Le POI a organisé plusieurs meetings depuis la conférence de presse de décembre 2008 pour appeler à la marche unie sur Paris. Le premier rassemblement eu lieu à Montreuil le 8 février 2009 où 4000 personnes furent réunies selon le POI[25]. Suivirent les meetings de Ginestas le 7 mars (400 participants), de Nantes (1000 participants) et de Toulouse (200 participants) le 21 mars, de Sarreguemines (250 participants) et de Vénissieux (1100 participants) le 22 mars, de Marseille (700 participants) le 29 mars et enfin, le meeting de Bordeaux (250 participants) le 4 avril.
À tous ces meetings, des élus et des membres du POI prirent la parole, ainsi que des élus d'autres partis de gauche (du PCF notamment)[réf. nécessaire], des syndicalistes, des ouvriers et des jeunes[26],[27],[28].
Le 16 mai 2009, le POI organisa un rassemblement (qui n'est pas la marche unie contre les licenciements à laquelle il appelle, mais qui fut un des sujets central et abordé) dans Paris, où des militants de toute l'Europe prirent la parole, ainsi que Jean-Jacques Karman, membre de la direction nationale du PCF[29],[30].
La conférence de Puteaux, qui réunit les délégués des comités pour l'interdiction des licenciements, appela le 5 septembre à un nouveau rassemblement à Paris le 28 novembre 2009[31]. Ce dernier s'est tenu devant l'Assemblée Nationale. Plusieurs délégués, membres de divers partis se réclamant de la classe ouvrière ou syndicalistes, représentant d'usines en lutte pour la plupart y ont pris la parole[32],[33].
Le Parti ouvrier indépendant s'est déclaré pour le retrait de la réforme des retraites que le gouvernement prévoyait de mettre en place pour l'année 2010 notamment, car ce serait « uniquement pour satisfaire aux exigences des fonds spéculatifs, principalement nord-américains »[34]. Le POI estime que « rien ne doit être touché, ni les 60 ans », « ni la durée de cotisation, ni le régime général », « ni les régimes spéciaux »[35]. Pour combattre cette réforme, il a donc engagé une campagne intitulée « Stop ! Ne touchez pas à nos retraites ! » et a appelé à la création de comités[36],[37] dans toutes la France sur ce thème.

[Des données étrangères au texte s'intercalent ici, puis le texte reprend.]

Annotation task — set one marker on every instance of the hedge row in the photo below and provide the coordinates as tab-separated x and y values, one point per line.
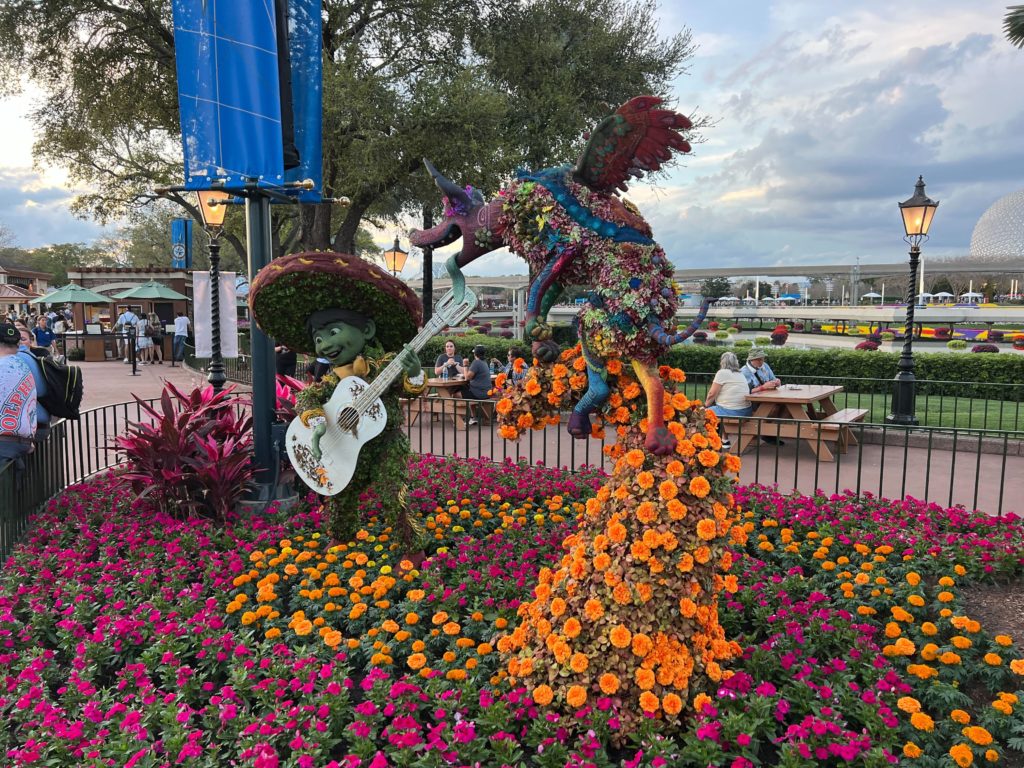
968	374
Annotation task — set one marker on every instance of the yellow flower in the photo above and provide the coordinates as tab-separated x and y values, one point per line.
922	722
962	755
908	705
978	734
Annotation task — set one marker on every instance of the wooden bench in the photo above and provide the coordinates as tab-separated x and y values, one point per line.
844	419
817	433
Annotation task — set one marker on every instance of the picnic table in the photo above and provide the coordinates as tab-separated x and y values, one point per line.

Le POI a organisé deux meetings se voulant "unitaires" sur la question des retraites, tous deux à la Mutualité, en février et en mai 2010[38],[39].

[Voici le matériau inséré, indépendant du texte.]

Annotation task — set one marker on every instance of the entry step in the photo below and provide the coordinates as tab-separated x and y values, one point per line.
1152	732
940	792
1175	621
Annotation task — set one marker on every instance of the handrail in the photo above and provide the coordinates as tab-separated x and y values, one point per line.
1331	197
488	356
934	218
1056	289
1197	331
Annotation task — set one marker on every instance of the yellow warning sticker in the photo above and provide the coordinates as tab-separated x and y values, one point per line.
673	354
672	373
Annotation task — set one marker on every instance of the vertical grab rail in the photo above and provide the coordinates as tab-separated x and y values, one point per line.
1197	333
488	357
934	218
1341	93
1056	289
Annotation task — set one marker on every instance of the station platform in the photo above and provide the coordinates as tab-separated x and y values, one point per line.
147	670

Une fois les journées de mobilisation contre la réforme des retraites appelées par les syndicats finies, le POI prit position pour dire que selon lui « rien n’est terminé »[40] et c'est pourquoi il appela à la tenue d'une « conférence nationale de délégués pour l’unité ouvrière » le 11 décembre 2010 dont le but était d'« élaborer avec ces milliers de cadres ouvriers qui ont combattu dans leurs organisations syndicales pour l’unité pour le retrait de la réforme des retraites les formes les plus adaptées de l’organisation politique indispensable à la poursuite et à l’élargissement du combat contre le "consensus" prôné par François Fillon à l’adresse des dirigeants ouvriers »[41].
Le POI a présenté des candidats dans 178 cantons lors de ces élections[42],[43].
Le 2 octobre 2011, un congrès extraordinaire de délégués des départements réunis le 2 octobre 2011 à Paris a décidé de ne pas présenter de candidat à l’élection présidentielle de 2012, afin d'exprimer le rejet du POI des institutions de la Cinquième République, jugées « antidémocratiques »[44]. Daniel Gluckstein, l'un des quatre secrétaires nationaux du POI, estime qu'«il est préférable d'exprimer [le rejet de la politique du gouvernement sortant] par la non présentation d'un candidat. Nous refusons de participer à cette parodie de démocratie »[45]. Le POI préfère privilégier les élections législatives et se déclare favorable à de « nouvelles institutions sur la base d'une assemblée constituante »[44].
Le POI est dirigé par quatre secrétaires nationaux : Daniel Gluckstein, Claude Jenet, Jean Markun et Gérard Schivardi.